Kadın biraz kendine gelince soru bombardımanı başlamıştı. Goya elinden geldiğince hızla yanıtlamaya çalışıyordu. Onun sorularıyla o günlere gitmiş her bir eserini yeniden hatırlamıştı, saray halıları, kiliselere yaptığı freskler, portreler, Velazquez’in orijinal tablolarını gördüğü ilk gün, aşkı, karısı Pepa, doğan ve ölen çocukları, boğa güreşi gravürleri, Fransız işgali, Alba Düşesi, kara resimler…
“Burası çok gürültülü ve kalabalık, evim hemen yakında, oraya gidelim mi?”
“Senin evine mi?”
“Evet, sessiz bir ortamda sizi dinlemek isterim, aslında şu anda şoktayım, ben de ne yapacağımı şaşırmış durumdayım…”

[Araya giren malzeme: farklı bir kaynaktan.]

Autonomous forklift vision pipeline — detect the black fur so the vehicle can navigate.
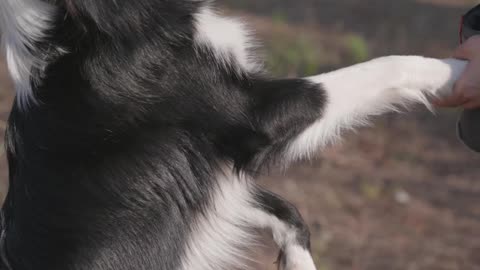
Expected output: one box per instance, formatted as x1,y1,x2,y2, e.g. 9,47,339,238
254,188,311,250
254,187,312,270
1,1,326,269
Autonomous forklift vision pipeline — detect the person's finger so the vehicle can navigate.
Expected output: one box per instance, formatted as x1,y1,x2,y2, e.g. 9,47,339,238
437,56,480,108
454,59,480,102
453,36,480,60
454,43,471,60
433,90,468,107
434,79,469,107
434,95,468,107
462,85,480,100
436,36,480,108
463,100,480,110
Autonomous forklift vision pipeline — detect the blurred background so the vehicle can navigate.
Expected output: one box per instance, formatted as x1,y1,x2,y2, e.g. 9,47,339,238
1,0,480,269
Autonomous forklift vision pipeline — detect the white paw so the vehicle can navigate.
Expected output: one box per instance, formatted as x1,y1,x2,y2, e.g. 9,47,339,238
432,58,467,98
278,246,317,270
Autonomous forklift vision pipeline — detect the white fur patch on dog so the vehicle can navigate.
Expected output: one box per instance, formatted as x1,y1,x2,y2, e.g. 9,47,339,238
250,208,316,270
279,245,317,270
180,170,257,270
287,56,467,161
194,7,259,73
249,207,317,270
0,0,56,108
249,206,298,250
180,169,317,270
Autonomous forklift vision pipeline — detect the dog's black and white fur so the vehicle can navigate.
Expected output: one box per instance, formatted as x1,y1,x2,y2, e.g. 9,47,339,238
0,0,467,269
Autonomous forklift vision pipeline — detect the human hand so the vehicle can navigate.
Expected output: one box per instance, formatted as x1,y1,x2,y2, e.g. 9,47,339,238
435,36,480,109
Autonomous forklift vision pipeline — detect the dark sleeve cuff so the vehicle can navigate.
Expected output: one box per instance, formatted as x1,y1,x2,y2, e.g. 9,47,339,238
458,109,480,152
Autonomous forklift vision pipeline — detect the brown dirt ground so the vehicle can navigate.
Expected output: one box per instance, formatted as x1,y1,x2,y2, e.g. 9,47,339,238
0,1,479,269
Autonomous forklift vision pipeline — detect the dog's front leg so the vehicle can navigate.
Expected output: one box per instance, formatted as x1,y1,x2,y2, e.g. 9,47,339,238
285,56,467,161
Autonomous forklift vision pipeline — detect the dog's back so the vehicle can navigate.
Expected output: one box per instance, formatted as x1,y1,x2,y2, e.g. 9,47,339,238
0,1,466,270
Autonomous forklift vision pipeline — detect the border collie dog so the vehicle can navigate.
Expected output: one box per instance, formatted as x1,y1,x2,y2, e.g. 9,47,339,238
0,0,466,269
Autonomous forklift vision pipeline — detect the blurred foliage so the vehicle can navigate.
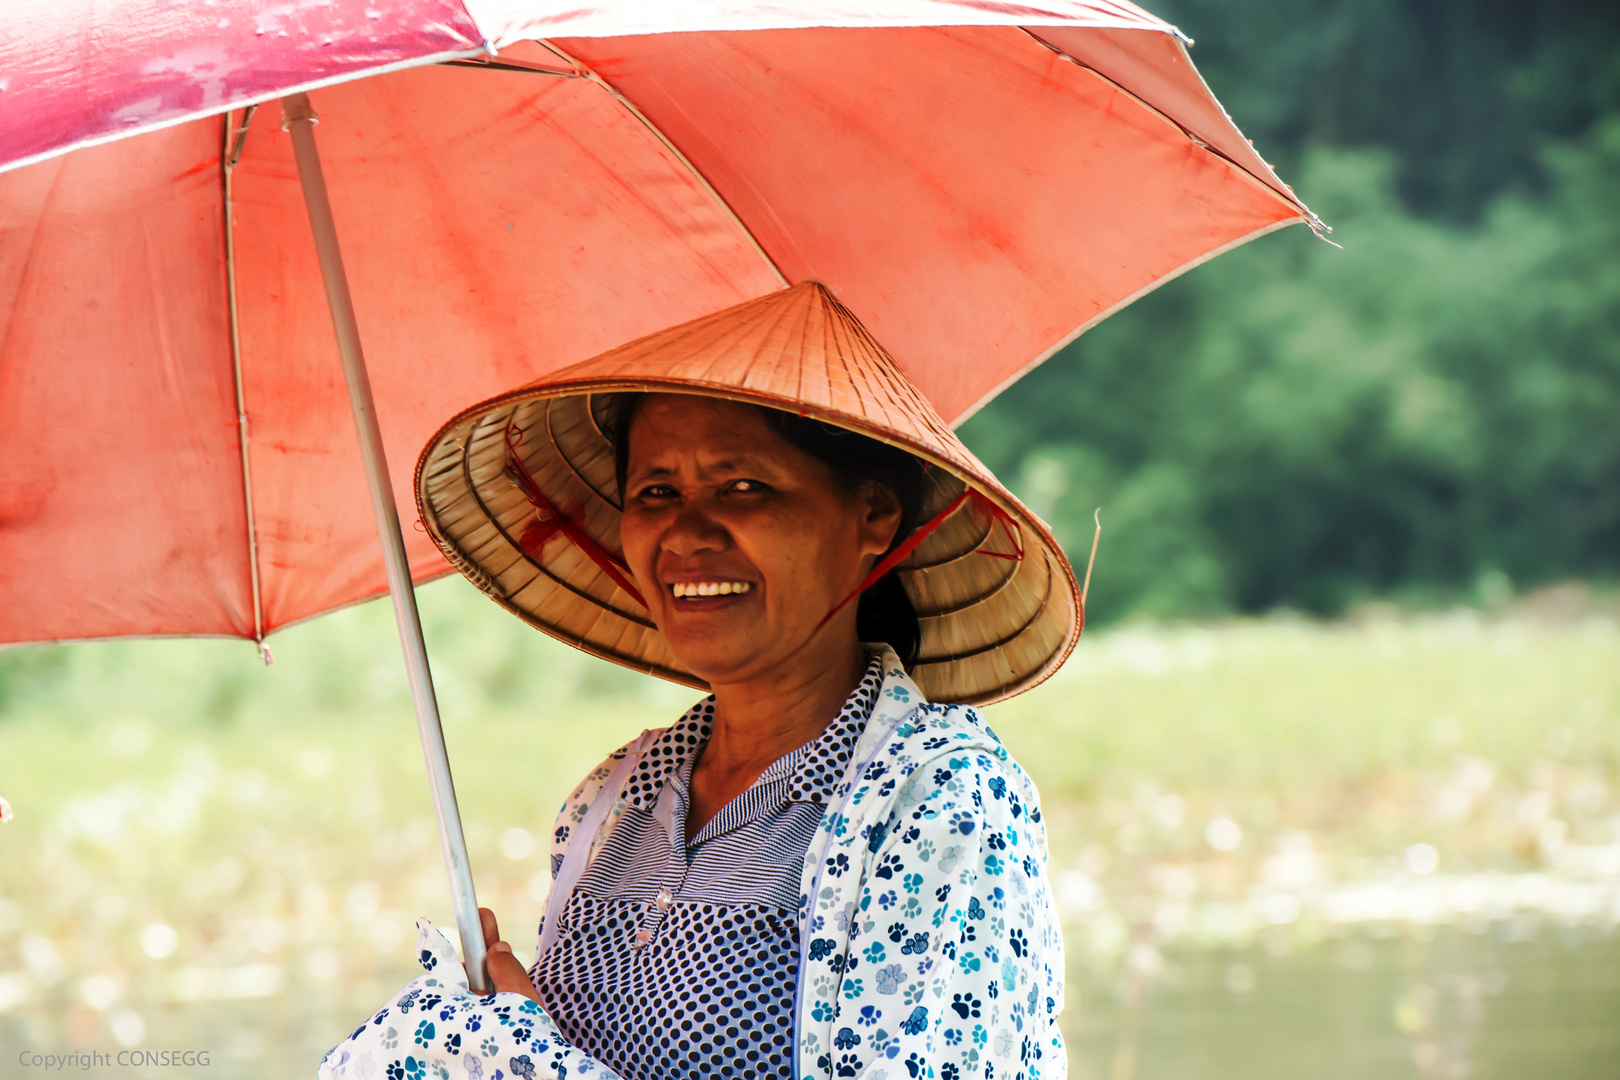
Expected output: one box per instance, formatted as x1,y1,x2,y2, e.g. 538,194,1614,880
961,0,1620,624
1151,0,1620,220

“Anlıyorum Işık ama benim fazla vaktim yok…”
“Öyle mi? Neden?”
“Ölürken Tanrı’ya yalvardım, beni tekrar dünyaya getir ama bu defa sağır olmayayım diye. Başka bir zamanda hayatı tekrar yaşamak istiyordum. Onunla kısa bir süre konusunda anlaştık. Ve işte buradayım. Bilirsin, neredeyse ömrümün yarısını sağır geçirdim, tiyatroyu, sohbeti, müziği çok severdim. Oyunlara giderken takip edebilmek için yanımda senaryoları taşırdım. Sağırlıkla bütün hayat neşem çalınmış, öfke dolu, kaba bir adama dönüşmüştüm. Bu ruh halim son yıllarımda eserlerime de yansıdı. Kara Resimler, mitolojik tablolarım öyle çıktı. Ama çok vaktim kalmadı şimdi sen bana anlat bu yeni dünyayı…”
“Neyi anlatayım ki? Aslında pek değişen bir şey yok…”
“Fransızlar yaman bir devrim yapmıştı, o mesela işe yaramadı mı?”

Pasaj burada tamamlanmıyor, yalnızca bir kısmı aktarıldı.